Later, after WWII, our National Parks became a place for veterans to go and recuperate both physically and mentally. Eventually families would reunite and experience the natural beauty, seek out places to test their mettle, and learn some of life’s most valuable lessons.

Here in District 73, great investments were also made in the fledgling livestock industry where order and regulation offered hope and direction to local ranchers trying to eke out a living on the arid and rugged land of Southern Utah. The CCC installed stock tanks, corrals and fencing (over 20,000 cedar posts were cut and placed on the range). The CCC built not only bridges and roads but also made “inroads” into our communities helping to create cultural diversity when some of those young men from places like Kentucky and Ohio married local girls from our small towns. In the forests of Utah over three million trees were planted and timber conservation was promoted by helping eradicate “pine beetles” and “Mormon Crickets”. 

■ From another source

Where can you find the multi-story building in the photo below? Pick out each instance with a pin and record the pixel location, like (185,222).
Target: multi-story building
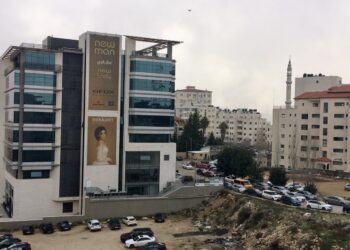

The list of services provided by the CCC is long.  $52 million dollars was spent between 1932 and 1939 alone, helping improve cattle ranching, farming, transportation, water retention, the forests and National Parks of Utah. Our National Parks, Bryce and Zion, Arches, Capitol Reef, Canyonlands and even the “Road to Boulder”, known now as the world famous Scenic Byway 12, can be credited to the early work of the CCC.  Visible in most National parks are tributes and statues commemorating these young men who served our country in it’s time of great need,and who helped to enliven the economy of the states in which they worked. In Utah the CCC also helped to  conserve some of our state’s most beautiful landscapes and make them more hospitable in which to live and work.